I admit that I'm not an expert at FrameMaker, but I've been using it since FrameMaker 8 and have even done some scripting using FrameMaker server. Last year I spent some time with FrameMaker 11. My experiments with TCS5 and FrameMaker 12 made some key things in the FM12 release really stand out:

  1. Whitespace handling! If you've got "pretty printed" DITA XML files, now you won't get weird results in the output due to the whitespace that the XML Standard says should be ignored. This is a serious plus for anyone doing real XML work.
  2. Size isn't a factor. DITA maps containing large numbers of files process fairly quickly. The one I tested that had nearly 500 files (with just as many, if not more, graphics files) completed publishing to HTML5 in about 10 minutes.
  3. Publish many outputs without pulling out your hair. Doing DITA? Here's another toolset that gives you everything without having to resort to the madness that is the DITA OT. Adobe's support for multiple outputs is smooth, integrated, and comes with support. What more could anyone want?
  4. Clean out-of-the-box look and feel and publishing. With a simple set up, I could publish PDF, HTML5, ePub, WebHelp, Kindle and Microsoft Help. I tried them all with the exception of Kindle. (Kindle publishing requires installing an additional executable that I didn't have.) The OOTB publish is clean and usable as is. As a stylesheet developer who is tasked with upgrading stylesheets as new software releases happen over time, I have a serious appreciation for OOTB styling. I know we've all got corporate look and feel, but going as far as you can with OOTB styles is a blessing. In fact, it was easier to publish HTML5 than PDF!
  5. DITA Support:
    • DITA Keyrefs and conkeyrefs. Support for this DITA 1.2 feature that comes in strong. I've got a pretty complicated map that includes another map which has a large number of keys of different types (topics, elements, xrefs). The supermap also overrides several keys contained in the base map. Everything resolved the way it should and processed beautifully
    • In fact, recently on the dita-users list, someone using a different tool (unspecified) found that the DITA 1.2 processing for key overrides was not happening correctly per the spec and she raised the question to the group to find out if the behavior was a bug or  if she was doing something wrong. As it turns out, she was doing everything right and the tool wasn't. When I saw the exchange, I decided to add this to my evaluation tests of FrameMaker 12. I'm happy to report that Adobe passed that test with flying colors. (Arbortext did too.) I don't know what tool she was using but isn't it nice to know that DITA 1.2 support is right there for you in FrameMaker 12? I think so.
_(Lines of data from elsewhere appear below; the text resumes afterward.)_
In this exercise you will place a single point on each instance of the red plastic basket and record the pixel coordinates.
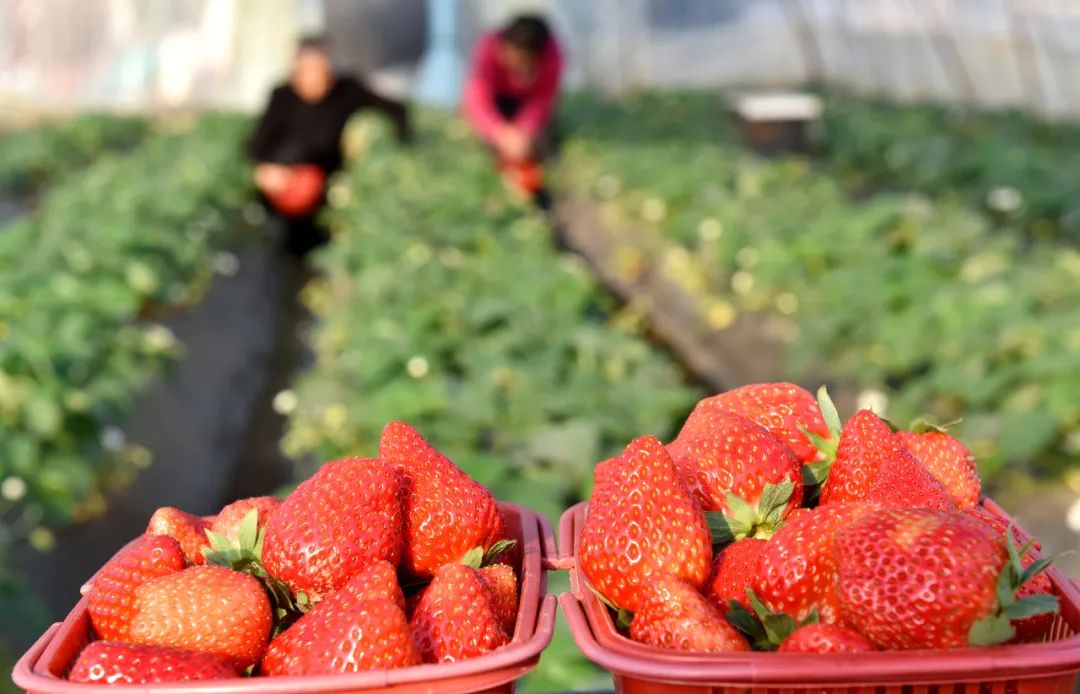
(1043, 668)
(41, 670)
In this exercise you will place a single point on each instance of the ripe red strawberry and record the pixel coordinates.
(873, 465)
(826, 638)
(447, 513)
(948, 461)
(797, 568)
(672, 614)
(734, 569)
(785, 409)
(455, 620)
(112, 663)
(343, 636)
(187, 529)
(643, 520)
(206, 609)
(926, 579)
(228, 521)
(299, 650)
(334, 525)
(111, 597)
(718, 453)
(502, 584)
(1033, 628)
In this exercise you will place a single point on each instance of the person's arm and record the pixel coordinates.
(269, 177)
(478, 97)
(268, 132)
(362, 97)
(536, 111)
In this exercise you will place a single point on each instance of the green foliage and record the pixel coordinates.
(445, 304)
(37, 155)
(922, 299)
(129, 234)
(1018, 171)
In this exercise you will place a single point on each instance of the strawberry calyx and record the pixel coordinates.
(245, 555)
(744, 520)
(477, 558)
(814, 474)
(764, 628)
(622, 616)
(997, 627)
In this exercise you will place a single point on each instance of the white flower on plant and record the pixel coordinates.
(742, 282)
(13, 488)
(1072, 516)
(285, 402)
(1004, 199)
(874, 400)
(113, 438)
(226, 263)
(417, 367)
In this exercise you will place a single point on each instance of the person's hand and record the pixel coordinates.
(271, 178)
(513, 144)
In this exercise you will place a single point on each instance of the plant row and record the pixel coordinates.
(922, 303)
(131, 233)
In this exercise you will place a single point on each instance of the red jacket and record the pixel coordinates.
(487, 79)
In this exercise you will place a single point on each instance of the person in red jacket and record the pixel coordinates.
(510, 95)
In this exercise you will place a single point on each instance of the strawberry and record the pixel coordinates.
(334, 525)
(455, 618)
(642, 520)
(734, 568)
(343, 634)
(112, 593)
(228, 520)
(873, 465)
(672, 614)
(930, 579)
(292, 651)
(720, 454)
(826, 638)
(785, 409)
(502, 584)
(112, 663)
(447, 514)
(187, 529)
(796, 572)
(948, 461)
(206, 609)
(1033, 628)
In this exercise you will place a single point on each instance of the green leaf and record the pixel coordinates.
(990, 631)
(473, 558)
(828, 412)
(1030, 606)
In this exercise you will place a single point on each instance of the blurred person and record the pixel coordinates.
(510, 96)
(297, 143)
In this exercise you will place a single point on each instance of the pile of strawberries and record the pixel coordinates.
(370, 563)
(767, 526)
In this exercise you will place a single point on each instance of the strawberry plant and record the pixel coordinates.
(34, 157)
(131, 231)
(920, 300)
(443, 302)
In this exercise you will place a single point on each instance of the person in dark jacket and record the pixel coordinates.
(297, 143)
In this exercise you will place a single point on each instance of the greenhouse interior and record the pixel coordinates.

I couldn't test the MathML support - it seems that either my install didn't go perfectly or I'm missing something. I got a weird error message that I couldn't track down in the help. I don't use that much, so it didn't bother me, but it's cool to see that it's (potentially) present. I'd heard that integration with the DesignScience editor was coming. There's no one better at math publishing. Adding your DS license to your FM12 install certainly seems like a sweet quick and easy way to get going with MathML if you need it.

All my testing was done in FrameMaker 12 "Structured Authoring". I tried the "XML Author" version, but found it limiting. (They can't publish to PDF without creating a FrameMaker .book file and the other formats not at all.) But I believe that's the point. If you want to limit what your authors can do, now you have a way to do it. For me, it's a little too limiting, but that's because I'm usually not the one authoring. I'm tool support.